Fungsi otaku telah di boikot sepihak oleh hati yang meraja.

"Esok tak akan teganti, kau akan tetap di sini" ucapmu ketika matahari mulai tenggelam.

Aku tersenyum mengiyakan.


 waktu berjalan terlalu cepat sampai akhirnya dengan kejam  memberikan jarak
dan menghadirkan rindu yang menggebu.

Manis ini terlalu terasa,
rasa ini terlalu asing untuk di raba. Terlalu bias untuk di lihat bahkan. bahkan terlalu sulit untuk sekedar di abaikan.
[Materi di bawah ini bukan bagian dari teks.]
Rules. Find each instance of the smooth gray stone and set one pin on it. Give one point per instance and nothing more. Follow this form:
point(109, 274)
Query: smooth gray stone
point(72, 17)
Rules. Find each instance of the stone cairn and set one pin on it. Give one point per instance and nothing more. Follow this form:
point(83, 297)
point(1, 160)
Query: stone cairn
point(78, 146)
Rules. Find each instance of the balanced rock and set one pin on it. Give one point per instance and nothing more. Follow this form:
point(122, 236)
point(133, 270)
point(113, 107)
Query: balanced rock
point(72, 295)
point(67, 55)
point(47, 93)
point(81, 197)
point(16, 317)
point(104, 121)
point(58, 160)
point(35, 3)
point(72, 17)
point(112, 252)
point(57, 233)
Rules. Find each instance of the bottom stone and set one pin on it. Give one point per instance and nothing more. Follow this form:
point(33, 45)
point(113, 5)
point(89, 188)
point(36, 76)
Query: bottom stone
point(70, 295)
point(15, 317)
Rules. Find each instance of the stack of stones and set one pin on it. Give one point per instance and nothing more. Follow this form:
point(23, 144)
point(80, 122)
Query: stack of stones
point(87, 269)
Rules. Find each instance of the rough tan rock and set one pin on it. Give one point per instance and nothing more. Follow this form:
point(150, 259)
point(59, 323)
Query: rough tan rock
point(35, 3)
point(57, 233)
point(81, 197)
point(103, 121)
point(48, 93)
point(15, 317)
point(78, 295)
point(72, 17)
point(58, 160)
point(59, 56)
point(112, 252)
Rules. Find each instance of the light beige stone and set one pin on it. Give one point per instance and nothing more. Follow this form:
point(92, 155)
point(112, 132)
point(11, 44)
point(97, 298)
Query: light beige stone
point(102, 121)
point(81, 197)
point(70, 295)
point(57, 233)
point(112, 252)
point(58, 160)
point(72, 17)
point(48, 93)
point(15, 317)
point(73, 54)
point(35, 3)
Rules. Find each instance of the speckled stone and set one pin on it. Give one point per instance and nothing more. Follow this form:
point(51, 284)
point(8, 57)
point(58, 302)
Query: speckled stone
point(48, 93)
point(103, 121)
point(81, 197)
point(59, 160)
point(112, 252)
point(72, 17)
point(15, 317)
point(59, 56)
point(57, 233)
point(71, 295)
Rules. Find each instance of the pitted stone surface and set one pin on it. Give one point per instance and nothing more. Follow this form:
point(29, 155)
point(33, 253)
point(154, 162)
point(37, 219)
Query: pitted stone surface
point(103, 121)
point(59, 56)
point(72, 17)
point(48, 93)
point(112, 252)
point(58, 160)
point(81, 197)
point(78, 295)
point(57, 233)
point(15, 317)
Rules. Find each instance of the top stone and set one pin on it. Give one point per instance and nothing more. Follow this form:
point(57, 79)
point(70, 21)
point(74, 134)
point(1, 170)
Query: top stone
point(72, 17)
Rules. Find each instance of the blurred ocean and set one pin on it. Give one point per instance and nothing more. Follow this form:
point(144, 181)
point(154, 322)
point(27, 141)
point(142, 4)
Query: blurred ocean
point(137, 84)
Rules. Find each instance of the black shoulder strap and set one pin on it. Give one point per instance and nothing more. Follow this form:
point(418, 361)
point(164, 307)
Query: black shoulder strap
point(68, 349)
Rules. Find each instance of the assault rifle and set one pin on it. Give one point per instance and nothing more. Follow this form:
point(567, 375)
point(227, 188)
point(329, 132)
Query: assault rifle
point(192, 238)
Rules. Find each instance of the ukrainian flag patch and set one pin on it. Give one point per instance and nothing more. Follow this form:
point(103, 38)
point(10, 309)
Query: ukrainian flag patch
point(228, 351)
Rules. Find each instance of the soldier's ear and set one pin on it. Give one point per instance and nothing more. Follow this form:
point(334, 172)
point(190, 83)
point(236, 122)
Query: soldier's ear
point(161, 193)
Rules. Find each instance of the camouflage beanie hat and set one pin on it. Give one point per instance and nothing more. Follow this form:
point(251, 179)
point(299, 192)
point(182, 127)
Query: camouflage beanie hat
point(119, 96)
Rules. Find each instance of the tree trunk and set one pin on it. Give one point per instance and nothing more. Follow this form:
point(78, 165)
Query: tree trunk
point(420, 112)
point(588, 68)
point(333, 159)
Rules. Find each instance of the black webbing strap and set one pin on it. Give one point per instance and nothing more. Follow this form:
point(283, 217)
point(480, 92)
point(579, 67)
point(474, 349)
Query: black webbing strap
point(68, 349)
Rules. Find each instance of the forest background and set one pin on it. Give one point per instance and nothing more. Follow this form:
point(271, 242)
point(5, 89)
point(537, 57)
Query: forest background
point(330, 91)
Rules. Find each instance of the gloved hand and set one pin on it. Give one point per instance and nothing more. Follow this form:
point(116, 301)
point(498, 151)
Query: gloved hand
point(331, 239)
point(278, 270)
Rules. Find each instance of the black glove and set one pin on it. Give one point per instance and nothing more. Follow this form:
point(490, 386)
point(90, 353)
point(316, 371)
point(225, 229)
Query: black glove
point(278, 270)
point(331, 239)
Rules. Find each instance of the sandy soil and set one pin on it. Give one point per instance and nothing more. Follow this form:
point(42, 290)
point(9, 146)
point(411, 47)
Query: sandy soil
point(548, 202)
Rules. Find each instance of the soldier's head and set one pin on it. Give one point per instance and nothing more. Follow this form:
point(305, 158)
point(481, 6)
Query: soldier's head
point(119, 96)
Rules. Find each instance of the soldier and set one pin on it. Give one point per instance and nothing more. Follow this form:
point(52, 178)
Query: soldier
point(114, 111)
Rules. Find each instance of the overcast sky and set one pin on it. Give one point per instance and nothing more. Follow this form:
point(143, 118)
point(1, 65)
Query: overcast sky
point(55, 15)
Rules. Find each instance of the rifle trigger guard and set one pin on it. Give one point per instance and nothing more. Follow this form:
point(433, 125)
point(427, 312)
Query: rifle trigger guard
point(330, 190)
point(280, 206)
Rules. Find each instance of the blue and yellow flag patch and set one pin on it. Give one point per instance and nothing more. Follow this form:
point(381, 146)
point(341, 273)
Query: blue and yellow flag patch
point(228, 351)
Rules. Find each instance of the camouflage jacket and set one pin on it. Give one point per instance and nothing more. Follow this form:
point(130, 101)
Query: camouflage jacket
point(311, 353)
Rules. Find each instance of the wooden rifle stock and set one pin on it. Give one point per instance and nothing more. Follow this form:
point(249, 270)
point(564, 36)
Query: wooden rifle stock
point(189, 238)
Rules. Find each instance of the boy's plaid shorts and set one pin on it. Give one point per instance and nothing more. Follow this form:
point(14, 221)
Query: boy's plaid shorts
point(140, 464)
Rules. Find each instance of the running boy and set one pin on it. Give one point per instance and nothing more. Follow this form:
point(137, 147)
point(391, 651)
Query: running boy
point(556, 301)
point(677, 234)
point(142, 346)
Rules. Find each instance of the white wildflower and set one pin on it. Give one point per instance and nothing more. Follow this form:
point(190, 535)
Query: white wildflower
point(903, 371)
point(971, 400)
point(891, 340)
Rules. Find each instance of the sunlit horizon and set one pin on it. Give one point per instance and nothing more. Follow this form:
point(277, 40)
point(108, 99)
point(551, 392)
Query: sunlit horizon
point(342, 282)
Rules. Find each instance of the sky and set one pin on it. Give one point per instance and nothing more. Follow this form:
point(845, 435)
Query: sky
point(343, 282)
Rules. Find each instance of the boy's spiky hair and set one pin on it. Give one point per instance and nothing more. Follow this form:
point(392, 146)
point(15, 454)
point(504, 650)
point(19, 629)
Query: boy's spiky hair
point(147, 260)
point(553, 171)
Lagi-lagi waktu yang memisahkan kita.
Lagi-laga jarak akan terhempas diantara kita.
Esok, lusa lalu kapan rindu akan memecahkan pertemuan?

"Kapan kita bertemu?" Tanyaku.

"Mungkin nanti, ketika sang waktu berpihak" ucapmu.

Ya, waktu sedang mempermainkan. Semesta tertawa.
dunia sedang bercanda.

Rindu yang mengebu mulai meradang.
Rasa yang tumbuh dalam diam akhirnya terhalang.

Kita hanya manusia bukan? Tuhan yang menentukan segala rasa dan arah.
Manusia yang memeri jarak keadaan yang menambah sekat.

Bukankah janji manusia selalu bisa di ingkari?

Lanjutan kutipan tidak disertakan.